Lectures will be on Tuesday and Thursday afternoons from 3:30pm to 4:50pm in Warren Lecture Hall room 2111. For lecture notes from the previous version of 250B, see http://www.cs.ucsd.edu/users/elkan/250Bwinter2012. The last lecture will be on Thursday March 14.

January 8, 2013
Maximum likelihood (ML)

January 10
Conditional log likelihood, logistic regression
Project 1 due on January 24
January 15
Gradient descent
Quiz 1 with answer
January 17
Stochastic gradient descent
January 22
The general log-linear model, feature functions
Quiz 2 with answer
January 24
Conditional random fields (CRFs), feature functions
Project 2 due on February 12
January 29
Viterbi algorithm for inference, Collins perceptron for training
Quiz 3 with answer
January 31
Forward and backward algorithms for CRFs

February 5
Computing CRF expectations, contrastive divergence
Quiz 4 with answer
February 7
Gibbs sampling, overview of text mining Project 3 due on February 28
February 12
Multinomial distribution, generative processes
Quiz 5 with answer
February 14
Dirichlet distribution, latent Dirichlet allocation (LDA)

February 19
Derivation of Gibbs sampling for LDA
Quiz 6 with answer
February 21
Optimization of Gobbs sampling for LDA

February 26
Learning semantics for sentences
Quiz 7 with answer
February 28
Neural networks and autoencoders
Project 4 due on March 18
March 5
Derivatives for SGD, choosing a tree structure, loss functions
Quiz 8 with answer
March 7
Backpropagation for feedforward networks

March 12
Backpropagation for vector-valued nodes
Quiz 9 with answer
March 14
Review of recursive autoencoder networks for the project

March 19 (Tuesday)
Final exam in the usual lecture room from 3pm to 6pm


Clickable links in the table above are to lecture notes in PDF. Notes for days or topics without a link are included in the notes for an earlier topic. The quizzes and assignment descriptions are included in the PDF lecture notes.

TEXTBOOKS

The course will not be based on a book. The following textbooks are recommended as references:
For a price comparison among web booksellers use addall.com with the ISBN numbers.  Some topics discussed in class will not be in any textbook, and many will be explained differently, so coming to lectures and taking notes carefully is important. Quizzes and the final exam will be based on the online lecture notes.

ASSIGNMENTS AND GRADING

Instead of a midterm exam, there will be a seven-minute in-class quiz at the start of every Tuesday lecture (10% of your overall grade), a final examination (30%), and four project assignments (15% each). You should do each project and quiz with one partner, so individual work will count for 30% of your grade and joint work for 70%. You are free to change partners, or not, for each project and for each quiz. 

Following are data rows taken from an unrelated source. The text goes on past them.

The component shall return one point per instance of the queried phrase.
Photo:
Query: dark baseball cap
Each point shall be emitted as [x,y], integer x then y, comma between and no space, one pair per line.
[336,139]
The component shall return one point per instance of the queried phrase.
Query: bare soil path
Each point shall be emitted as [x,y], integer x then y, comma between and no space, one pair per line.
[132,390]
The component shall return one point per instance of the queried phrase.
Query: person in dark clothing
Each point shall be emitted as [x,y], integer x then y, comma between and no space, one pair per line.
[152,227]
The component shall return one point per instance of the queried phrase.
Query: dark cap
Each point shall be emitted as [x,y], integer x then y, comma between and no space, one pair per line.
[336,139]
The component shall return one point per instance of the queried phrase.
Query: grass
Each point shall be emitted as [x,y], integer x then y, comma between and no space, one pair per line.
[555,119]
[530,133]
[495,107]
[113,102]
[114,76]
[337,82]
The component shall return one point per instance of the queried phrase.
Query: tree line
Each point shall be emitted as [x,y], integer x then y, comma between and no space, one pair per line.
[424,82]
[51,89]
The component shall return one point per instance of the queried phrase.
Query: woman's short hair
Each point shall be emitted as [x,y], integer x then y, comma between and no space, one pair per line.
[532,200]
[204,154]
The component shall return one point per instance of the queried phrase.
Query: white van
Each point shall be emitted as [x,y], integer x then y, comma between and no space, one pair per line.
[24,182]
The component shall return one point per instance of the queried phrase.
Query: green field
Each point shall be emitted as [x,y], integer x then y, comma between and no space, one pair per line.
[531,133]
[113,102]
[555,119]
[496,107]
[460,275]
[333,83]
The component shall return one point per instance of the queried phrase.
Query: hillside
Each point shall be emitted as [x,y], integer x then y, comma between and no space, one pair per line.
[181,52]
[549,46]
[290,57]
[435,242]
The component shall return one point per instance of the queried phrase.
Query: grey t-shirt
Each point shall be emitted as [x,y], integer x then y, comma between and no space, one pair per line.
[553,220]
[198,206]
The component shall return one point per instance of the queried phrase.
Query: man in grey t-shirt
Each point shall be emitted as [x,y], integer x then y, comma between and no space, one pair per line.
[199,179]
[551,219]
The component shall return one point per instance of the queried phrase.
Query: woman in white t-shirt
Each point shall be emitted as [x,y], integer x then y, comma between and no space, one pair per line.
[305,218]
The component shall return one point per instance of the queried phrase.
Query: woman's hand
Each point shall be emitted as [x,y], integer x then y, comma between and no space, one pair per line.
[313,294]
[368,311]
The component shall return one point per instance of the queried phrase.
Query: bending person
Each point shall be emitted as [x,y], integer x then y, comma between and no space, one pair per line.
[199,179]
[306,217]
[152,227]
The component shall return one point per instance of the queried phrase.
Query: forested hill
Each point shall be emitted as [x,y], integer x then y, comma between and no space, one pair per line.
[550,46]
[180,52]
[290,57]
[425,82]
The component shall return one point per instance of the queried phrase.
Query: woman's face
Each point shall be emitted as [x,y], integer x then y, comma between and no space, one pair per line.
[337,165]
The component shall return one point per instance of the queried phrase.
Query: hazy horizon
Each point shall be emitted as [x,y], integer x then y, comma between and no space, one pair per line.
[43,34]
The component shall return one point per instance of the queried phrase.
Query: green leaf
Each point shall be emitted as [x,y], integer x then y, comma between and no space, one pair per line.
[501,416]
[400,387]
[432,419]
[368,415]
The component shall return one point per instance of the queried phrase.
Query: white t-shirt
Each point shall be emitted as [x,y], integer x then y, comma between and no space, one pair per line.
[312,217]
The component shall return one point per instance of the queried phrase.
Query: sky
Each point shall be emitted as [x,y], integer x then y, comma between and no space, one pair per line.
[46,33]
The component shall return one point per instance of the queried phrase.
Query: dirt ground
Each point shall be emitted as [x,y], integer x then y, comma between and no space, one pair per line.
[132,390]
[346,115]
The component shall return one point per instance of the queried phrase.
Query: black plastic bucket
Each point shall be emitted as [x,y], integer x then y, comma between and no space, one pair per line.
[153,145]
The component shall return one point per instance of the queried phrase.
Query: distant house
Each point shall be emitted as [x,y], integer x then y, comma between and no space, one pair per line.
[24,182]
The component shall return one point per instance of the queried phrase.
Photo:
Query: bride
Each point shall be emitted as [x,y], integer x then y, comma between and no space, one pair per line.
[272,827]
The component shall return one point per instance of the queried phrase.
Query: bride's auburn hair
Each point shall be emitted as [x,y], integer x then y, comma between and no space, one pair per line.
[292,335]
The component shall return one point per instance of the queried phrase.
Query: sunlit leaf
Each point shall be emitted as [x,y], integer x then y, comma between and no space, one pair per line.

Each project will last between two and three weeks and will require coding, experimenting with data, and writing a report. Using a high-level language such as Python, Matlab or R is encouraged. Projects will be graded based exclusively on the written report; see this writing advice. Each team should hand in its joint report at the start of class on the day that the report is due. Each day or part of a day that a report is late will cost 20% of the maximum score available for the project. Reports will be evaluated using grading criteria similar to those in this form. Complete academic honesty is always required. 

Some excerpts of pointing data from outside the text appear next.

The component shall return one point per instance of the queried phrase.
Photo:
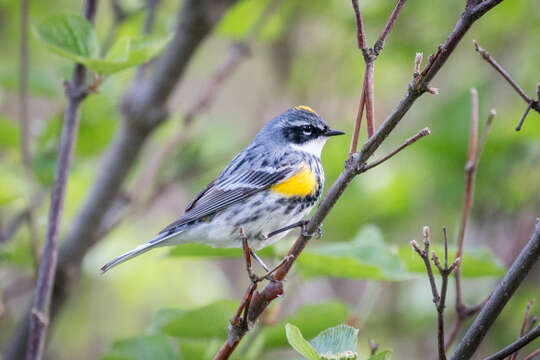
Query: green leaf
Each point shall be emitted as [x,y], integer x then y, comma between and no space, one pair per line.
[73,37]
[210,321]
[384,355]
[68,35]
[127,53]
[312,319]
[9,134]
[338,340]
[202,250]
[479,262]
[155,347]
[366,257]
[195,349]
[297,341]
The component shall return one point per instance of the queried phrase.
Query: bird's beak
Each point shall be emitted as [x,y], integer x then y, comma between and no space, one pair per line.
[332,132]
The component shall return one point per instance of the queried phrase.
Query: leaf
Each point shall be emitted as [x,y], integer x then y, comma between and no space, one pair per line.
[384,355]
[297,341]
[202,250]
[210,321]
[9,134]
[366,257]
[68,35]
[154,347]
[128,53]
[72,36]
[479,262]
[336,340]
[311,319]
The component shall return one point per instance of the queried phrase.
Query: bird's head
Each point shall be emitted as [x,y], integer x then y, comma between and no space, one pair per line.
[300,128]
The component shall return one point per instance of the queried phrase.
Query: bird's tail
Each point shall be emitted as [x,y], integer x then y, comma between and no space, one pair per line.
[158,241]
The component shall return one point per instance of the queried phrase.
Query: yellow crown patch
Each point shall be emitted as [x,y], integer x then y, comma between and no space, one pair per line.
[305,108]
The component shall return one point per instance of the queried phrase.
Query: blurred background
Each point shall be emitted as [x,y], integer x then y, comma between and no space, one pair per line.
[301,52]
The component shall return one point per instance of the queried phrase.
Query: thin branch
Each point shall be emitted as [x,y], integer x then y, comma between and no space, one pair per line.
[501,295]
[360,32]
[422,133]
[524,325]
[25,126]
[367,97]
[357,161]
[516,346]
[438,299]
[379,44]
[531,103]
[532,355]
[75,93]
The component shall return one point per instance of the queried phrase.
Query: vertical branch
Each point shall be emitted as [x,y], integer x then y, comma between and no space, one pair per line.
[501,295]
[25,131]
[470,171]
[75,93]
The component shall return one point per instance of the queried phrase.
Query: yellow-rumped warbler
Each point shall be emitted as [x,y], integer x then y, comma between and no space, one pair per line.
[271,184]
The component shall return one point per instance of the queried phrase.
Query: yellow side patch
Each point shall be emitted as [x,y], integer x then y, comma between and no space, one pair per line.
[301,184]
[306,108]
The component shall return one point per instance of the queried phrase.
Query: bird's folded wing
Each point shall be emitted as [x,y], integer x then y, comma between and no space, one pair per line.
[225,191]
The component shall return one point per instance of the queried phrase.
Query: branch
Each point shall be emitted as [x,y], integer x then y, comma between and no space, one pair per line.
[75,93]
[25,127]
[144,108]
[357,161]
[524,325]
[367,97]
[444,271]
[422,133]
[515,346]
[473,157]
[531,103]
[502,293]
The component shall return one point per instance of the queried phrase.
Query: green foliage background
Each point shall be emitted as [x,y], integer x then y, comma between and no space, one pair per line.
[173,304]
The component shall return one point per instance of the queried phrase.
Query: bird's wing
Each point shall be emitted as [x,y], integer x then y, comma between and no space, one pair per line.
[230,188]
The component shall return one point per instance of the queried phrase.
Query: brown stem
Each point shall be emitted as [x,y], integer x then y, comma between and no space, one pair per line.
[532,355]
[528,256]
[143,109]
[516,346]
[379,44]
[531,103]
[357,161]
[470,172]
[422,133]
[524,325]
[39,321]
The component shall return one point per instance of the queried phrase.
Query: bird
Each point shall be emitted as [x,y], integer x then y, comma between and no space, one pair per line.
[265,191]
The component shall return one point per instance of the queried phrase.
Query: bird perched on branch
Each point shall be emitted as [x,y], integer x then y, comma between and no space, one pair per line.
[266,190]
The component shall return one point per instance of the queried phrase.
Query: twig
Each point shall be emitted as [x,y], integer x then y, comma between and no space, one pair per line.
[438,299]
[25,126]
[238,52]
[373,347]
[531,103]
[422,133]
[357,160]
[532,355]
[502,293]
[516,346]
[367,97]
[75,93]
[524,326]
[462,310]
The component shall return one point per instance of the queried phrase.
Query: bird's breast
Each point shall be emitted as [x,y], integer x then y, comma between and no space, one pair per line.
[302,184]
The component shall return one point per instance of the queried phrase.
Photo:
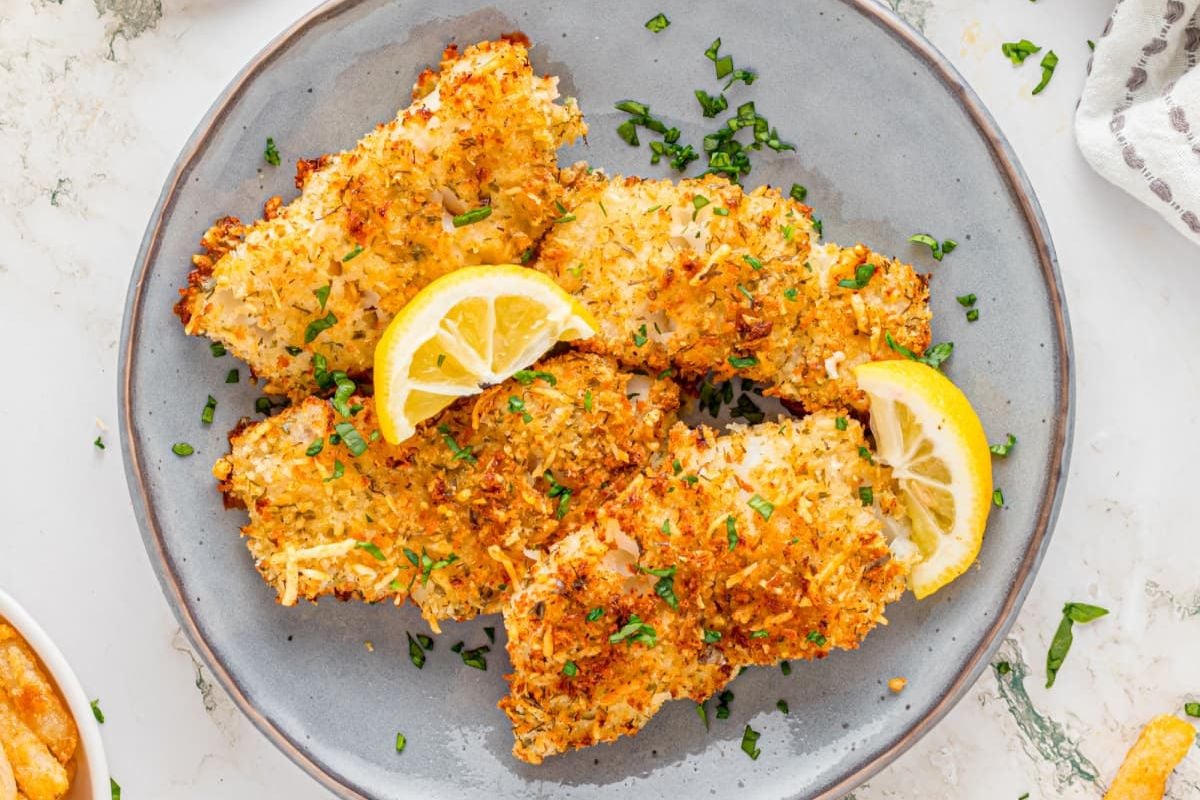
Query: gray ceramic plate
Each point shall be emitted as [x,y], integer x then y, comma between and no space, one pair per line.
[889,143]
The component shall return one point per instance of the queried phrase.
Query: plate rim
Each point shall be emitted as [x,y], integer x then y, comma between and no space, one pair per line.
[1057,465]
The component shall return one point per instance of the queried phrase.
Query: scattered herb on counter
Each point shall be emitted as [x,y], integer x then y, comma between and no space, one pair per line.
[1017,52]
[210,408]
[1005,449]
[472,217]
[658,23]
[1063,637]
[1048,66]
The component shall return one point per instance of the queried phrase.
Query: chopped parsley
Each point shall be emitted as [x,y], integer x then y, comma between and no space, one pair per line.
[210,407]
[765,507]
[526,377]
[635,630]
[1017,52]
[658,23]
[460,453]
[475,659]
[373,549]
[934,356]
[322,295]
[558,491]
[1048,66]
[1003,449]
[863,274]
[1063,637]
[750,743]
[318,325]
[665,584]
[640,336]
[472,217]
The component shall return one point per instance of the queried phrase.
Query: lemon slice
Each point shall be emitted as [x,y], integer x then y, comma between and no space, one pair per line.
[931,438]
[466,331]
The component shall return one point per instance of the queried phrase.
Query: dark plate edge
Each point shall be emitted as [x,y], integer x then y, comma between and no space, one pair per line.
[1059,462]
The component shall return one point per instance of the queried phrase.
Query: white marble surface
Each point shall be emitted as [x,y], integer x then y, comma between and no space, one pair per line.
[97,97]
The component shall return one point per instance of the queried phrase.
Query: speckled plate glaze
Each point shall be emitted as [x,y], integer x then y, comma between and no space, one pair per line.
[889,142]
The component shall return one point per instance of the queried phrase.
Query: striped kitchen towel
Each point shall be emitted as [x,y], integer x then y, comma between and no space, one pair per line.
[1139,119]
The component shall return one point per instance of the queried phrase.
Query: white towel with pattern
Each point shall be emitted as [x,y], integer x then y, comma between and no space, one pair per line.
[1139,119]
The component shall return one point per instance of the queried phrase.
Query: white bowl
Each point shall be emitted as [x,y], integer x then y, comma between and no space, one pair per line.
[91,769]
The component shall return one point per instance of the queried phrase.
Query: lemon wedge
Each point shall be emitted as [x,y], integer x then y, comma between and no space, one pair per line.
[928,433]
[466,331]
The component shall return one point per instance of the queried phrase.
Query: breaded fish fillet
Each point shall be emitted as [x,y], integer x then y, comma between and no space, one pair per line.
[700,275]
[373,224]
[747,548]
[453,517]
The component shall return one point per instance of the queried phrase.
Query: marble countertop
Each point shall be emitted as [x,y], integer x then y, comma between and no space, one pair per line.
[99,96]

The first project will be handed out on January 10, and will be due back on Thursday January 24, 2012. Later projects will be due on ??. The three-hour final exam will be on Tuesday March 19 at 3pm.

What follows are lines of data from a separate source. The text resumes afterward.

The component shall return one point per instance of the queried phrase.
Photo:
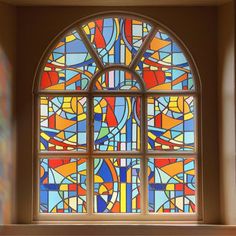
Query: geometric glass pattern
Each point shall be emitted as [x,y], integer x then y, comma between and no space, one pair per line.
[90,93]
[164,65]
[63,185]
[116,80]
[171,185]
[63,123]
[69,66]
[171,123]
[117,123]
[116,40]
[116,185]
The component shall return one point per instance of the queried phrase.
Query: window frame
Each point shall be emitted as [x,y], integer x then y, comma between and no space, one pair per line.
[143,154]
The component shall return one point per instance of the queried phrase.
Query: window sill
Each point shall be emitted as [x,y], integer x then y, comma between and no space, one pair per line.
[135,229]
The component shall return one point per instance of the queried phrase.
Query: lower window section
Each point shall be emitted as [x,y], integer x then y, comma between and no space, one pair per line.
[171,185]
[117,185]
[62,185]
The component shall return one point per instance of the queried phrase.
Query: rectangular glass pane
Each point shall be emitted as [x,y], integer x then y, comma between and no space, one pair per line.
[63,123]
[171,185]
[117,123]
[116,185]
[171,123]
[63,185]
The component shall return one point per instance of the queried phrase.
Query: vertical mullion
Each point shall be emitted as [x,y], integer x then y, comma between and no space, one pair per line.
[89,134]
[144,140]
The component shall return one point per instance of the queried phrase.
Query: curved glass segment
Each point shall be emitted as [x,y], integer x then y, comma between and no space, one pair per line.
[171,185]
[63,123]
[69,66]
[171,124]
[116,40]
[116,80]
[117,123]
[164,65]
[63,185]
[117,185]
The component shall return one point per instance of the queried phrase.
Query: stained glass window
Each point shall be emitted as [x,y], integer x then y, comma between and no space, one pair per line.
[116,123]
[117,126]
[171,123]
[117,185]
[62,123]
[63,185]
[69,66]
[171,185]
[117,40]
[117,80]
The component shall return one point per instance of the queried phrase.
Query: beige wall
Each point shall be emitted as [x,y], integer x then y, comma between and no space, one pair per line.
[196,26]
[7,130]
[226,90]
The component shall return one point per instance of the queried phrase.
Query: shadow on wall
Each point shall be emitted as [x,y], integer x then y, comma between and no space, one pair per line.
[5,139]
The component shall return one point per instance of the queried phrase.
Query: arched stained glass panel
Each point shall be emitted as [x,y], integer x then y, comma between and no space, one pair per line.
[117,124]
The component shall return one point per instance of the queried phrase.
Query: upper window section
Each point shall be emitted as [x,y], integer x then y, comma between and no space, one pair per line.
[117,40]
[164,65]
[69,66]
[117,53]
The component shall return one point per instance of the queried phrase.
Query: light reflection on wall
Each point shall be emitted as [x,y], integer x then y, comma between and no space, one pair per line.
[5,140]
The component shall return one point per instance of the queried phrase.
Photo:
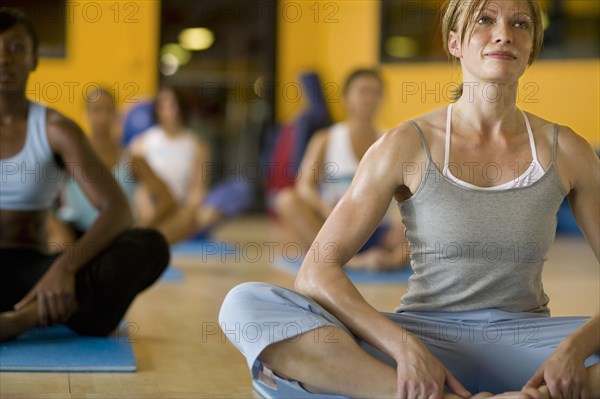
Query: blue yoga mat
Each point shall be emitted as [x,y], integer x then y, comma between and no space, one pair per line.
[202,247]
[357,276]
[59,349]
[172,275]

There is no a priori correspondence between letter grades and numerical scores on the assignments or on the exam. You can evaluate your performance in the class by comparing your scores with the means and standard deviations, which will be announced. However there is also no fixed correspondence between letter grades and standard deviations above or below the mean. If all students do well in the absolute, then all students will get a good grade.  

You should not drop CSE 250B just because you are unhappy with the score that you receive on a project or quiz. Instead, you should make an appointment to discuss with the TA or the instructor how you can do better on following projects and quizzes.